At this point in the exoplanet hunt, actual images of our quarry are uncommon, but few more so than today’s image, made with the European Southern Observatory’s Very Large Telescope. This is being billed as the first image ever taken of a young Sun-like star accompanied by multiple planets, in this case two gas giants. And I do mean young: At 17 million years old, this star has spawned planets recently enough that their hot glow makes the image possible.

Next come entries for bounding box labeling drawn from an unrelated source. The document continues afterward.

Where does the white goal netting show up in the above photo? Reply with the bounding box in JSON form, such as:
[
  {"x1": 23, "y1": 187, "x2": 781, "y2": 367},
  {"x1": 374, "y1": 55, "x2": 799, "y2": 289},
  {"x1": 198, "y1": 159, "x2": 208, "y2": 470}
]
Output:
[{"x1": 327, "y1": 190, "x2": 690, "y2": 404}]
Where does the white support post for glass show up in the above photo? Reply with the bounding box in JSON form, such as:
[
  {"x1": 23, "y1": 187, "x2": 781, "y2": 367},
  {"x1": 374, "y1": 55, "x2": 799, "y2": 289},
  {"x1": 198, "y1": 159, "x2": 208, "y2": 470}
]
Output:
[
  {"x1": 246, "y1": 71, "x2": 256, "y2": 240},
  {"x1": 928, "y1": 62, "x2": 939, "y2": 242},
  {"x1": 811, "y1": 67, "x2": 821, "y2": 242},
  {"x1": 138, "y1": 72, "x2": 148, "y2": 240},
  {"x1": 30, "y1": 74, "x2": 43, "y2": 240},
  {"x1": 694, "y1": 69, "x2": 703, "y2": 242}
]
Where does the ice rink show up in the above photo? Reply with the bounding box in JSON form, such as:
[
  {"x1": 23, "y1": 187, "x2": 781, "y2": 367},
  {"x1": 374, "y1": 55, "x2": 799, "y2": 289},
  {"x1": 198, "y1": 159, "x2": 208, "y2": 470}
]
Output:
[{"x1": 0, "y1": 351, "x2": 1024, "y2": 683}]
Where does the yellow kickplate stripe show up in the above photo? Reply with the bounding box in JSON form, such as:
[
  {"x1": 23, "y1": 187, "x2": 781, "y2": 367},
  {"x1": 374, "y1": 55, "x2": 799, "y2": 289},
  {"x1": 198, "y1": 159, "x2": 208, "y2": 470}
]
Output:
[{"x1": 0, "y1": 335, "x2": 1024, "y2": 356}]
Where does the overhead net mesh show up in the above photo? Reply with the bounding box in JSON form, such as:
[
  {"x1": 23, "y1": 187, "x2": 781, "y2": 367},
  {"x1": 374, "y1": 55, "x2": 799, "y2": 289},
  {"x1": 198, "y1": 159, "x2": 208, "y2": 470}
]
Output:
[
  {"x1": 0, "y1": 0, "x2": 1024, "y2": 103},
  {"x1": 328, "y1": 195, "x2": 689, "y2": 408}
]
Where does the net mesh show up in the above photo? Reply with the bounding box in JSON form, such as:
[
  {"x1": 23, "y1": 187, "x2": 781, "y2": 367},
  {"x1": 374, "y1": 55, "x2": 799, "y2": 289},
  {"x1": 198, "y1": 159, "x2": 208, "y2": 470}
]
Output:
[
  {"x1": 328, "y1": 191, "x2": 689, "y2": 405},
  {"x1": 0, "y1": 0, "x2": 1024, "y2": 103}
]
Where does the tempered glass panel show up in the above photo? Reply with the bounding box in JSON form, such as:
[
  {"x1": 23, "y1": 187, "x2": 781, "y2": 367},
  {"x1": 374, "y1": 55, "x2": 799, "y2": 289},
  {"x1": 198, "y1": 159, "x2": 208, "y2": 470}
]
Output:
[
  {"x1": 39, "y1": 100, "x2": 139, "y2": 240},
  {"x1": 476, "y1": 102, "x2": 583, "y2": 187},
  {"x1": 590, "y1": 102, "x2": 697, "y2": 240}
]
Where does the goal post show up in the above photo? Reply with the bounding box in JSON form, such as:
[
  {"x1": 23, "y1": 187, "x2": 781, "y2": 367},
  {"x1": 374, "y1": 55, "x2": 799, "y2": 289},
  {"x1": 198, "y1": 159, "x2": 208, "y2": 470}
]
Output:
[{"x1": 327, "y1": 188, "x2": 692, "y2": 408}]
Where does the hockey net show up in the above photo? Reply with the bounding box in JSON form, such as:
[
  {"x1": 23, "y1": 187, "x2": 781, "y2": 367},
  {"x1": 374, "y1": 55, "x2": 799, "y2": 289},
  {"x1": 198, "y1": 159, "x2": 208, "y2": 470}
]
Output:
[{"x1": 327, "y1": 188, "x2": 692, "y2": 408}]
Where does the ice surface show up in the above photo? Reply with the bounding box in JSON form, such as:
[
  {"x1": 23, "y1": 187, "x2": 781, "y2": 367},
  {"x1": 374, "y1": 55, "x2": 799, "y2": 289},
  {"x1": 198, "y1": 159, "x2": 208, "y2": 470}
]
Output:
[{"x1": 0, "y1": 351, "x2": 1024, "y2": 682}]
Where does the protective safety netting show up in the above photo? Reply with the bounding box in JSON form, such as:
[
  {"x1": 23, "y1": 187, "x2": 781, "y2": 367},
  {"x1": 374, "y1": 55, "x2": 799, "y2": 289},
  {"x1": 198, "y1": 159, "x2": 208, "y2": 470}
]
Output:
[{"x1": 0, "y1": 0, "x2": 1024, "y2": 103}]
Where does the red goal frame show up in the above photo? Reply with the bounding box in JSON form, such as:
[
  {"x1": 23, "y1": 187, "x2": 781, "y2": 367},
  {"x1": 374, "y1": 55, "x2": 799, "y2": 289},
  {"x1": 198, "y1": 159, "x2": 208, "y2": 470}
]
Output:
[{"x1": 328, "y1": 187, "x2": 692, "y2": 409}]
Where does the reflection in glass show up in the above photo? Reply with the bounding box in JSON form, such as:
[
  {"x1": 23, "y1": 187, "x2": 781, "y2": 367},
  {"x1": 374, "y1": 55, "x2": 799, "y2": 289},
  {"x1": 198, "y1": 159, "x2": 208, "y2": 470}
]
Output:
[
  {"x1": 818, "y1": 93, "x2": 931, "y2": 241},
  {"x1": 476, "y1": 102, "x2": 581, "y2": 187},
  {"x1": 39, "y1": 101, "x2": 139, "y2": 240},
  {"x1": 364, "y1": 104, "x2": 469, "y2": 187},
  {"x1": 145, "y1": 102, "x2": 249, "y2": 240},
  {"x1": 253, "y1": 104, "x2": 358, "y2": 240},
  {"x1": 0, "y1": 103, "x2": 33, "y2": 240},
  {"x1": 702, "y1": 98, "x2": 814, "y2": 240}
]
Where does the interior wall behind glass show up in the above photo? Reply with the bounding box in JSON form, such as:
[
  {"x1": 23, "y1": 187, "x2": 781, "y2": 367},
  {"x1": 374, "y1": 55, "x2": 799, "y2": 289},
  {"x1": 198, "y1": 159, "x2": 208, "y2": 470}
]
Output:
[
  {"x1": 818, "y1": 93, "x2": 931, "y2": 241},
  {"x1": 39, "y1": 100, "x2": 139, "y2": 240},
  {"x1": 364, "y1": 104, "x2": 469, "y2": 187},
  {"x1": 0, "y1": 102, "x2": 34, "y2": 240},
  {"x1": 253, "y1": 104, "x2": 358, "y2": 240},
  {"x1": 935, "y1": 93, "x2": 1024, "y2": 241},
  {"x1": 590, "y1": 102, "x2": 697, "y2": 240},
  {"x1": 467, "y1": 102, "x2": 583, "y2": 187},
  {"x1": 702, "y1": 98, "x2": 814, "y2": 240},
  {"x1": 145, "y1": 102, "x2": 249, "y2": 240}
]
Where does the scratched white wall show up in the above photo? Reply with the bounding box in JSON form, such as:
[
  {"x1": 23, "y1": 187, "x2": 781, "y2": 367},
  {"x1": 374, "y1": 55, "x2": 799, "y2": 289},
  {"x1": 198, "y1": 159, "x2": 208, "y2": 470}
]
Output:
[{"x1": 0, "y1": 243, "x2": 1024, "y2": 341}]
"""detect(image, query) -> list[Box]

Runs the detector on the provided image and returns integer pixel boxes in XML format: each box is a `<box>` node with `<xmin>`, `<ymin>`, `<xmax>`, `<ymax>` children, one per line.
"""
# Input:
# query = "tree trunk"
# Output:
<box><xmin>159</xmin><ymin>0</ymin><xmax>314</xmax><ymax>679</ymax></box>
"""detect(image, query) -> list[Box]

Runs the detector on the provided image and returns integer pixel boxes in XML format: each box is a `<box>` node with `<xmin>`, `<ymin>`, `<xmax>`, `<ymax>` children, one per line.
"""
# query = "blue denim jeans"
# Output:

Image: First ever image of a multi-planet system around a Sun-like star. The arrows point to the planets; the other bright objects are background stars. Credit: European Southern Observatory.

Designated TYC 8998-760-1, the host star is some 300 light years away in the southern constellation of Musca (The Fly), with a mass close to that of the Sun, described in the paper on this work as a solar analogue. The two gas giants orbit the star at 160 and 320 AU, and both are more massive than our Jupiter and Saturn, with the inner planet at 14 times Jupiter’s mass and the outer at six times Jupiter’s mass. The youth of the system suggests what our Solar System may have been like early in its formation. Did these gas giants migrate to their current position, or did they form in place?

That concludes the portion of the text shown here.